Ferguson relates property to the description of the heteronormative patriarchal family that anyone alive in America can identify with as the social standard, one that you are expected to assimilate to or a the very least you are trying to achieve. The family or tribe has a presumed division of labor, working husband, wifely housework, and children providing gender specific maintenance such as lawn mowing or sibling child care.
Capital is illustrated as the person as a commodity, primarily as an unskilled wage slave. The hierarchy of capital is skilled workers, unskilled workers, women and then children, with success measured as finding a way to profit using the least skill at the lowest price point. Capital also behaves differently in relation to involvement from the state, if the state is involved then capital will appease the state by perpetuating heteronormative roles. However, capital only has interest in profit so when the state is not a factor race and gender have no influence over cheap labor for profit.
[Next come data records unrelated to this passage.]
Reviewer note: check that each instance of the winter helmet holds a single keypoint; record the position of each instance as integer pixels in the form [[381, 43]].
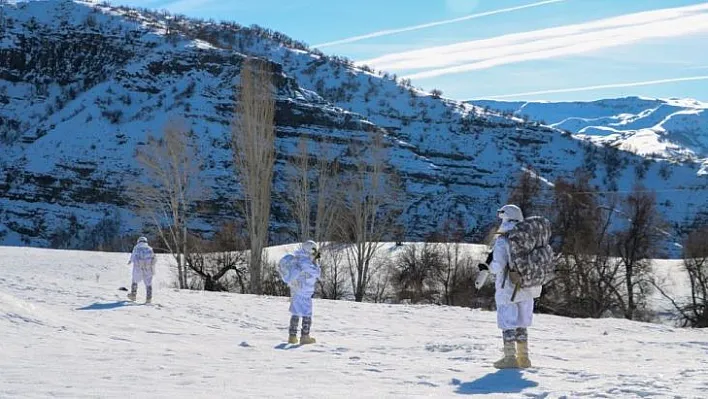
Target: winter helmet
[[510, 213], [310, 248]]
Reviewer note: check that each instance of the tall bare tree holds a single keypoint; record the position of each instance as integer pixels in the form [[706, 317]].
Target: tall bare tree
[[637, 246], [365, 219], [253, 142], [171, 188], [314, 186], [588, 282], [299, 189]]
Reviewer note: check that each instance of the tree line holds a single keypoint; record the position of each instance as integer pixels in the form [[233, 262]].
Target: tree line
[[605, 241]]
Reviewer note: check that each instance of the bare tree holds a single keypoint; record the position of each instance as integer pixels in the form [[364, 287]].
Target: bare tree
[[332, 284], [453, 261], [315, 199], [587, 282], [299, 189], [693, 309], [415, 270], [212, 260], [172, 186], [253, 139], [364, 220]]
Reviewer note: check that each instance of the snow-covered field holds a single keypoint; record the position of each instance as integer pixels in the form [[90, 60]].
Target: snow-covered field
[[66, 331]]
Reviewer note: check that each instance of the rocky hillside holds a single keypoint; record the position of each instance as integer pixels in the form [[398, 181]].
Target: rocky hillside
[[671, 129], [82, 84]]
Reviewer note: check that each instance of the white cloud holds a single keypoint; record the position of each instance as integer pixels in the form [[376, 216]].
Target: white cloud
[[431, 24], [547, 43], [602, 87]]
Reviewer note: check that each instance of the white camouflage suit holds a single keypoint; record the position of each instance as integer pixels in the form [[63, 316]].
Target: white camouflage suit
[[304, 275], [302, 287], [143, 260], [519, 313]]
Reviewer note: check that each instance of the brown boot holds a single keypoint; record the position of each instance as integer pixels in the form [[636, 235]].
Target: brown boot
[[523, 354], [509, 359], [306, 339]]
The relationship between property and capital becomes most interesting when Ferguson adds prostitution, in part due to the dehumanizing effect and literal collaboration of property and capital, but also because it is entirely queered by the disassociation from gender and race. Prostitution is an obvious branch of capital because the value of it is outside of the heteronormative boundaries and threatens the nature of the boundaries. This disruption is especially threatening because it provides a mobility for a class of people that are not deemed worthy of mobility, a side note that could provide insight to why Western society protects the john and not the prostitute.
When “queer of color” is considered as part of the analysis the representation of disempowerment becomes clear and Marx’s critiques of capital and property relations as universal ideals evolves into an emblem of the separation of order and refinement from poverty and degradation. The racialization of heteronormative capitalism has normalized this as universal and desirable. Queer of color analysis also attempts to explain the emergence of drag queen prostitutes and their place in the working class struggle as surplus laborers. Additionally, queer of color becomes most important in historical terms when color and/or queer sociologists were excluded from contributing their work, acknowledging this work separately is necessary to highlight the previously exclusionary practices of an imperfect discipline.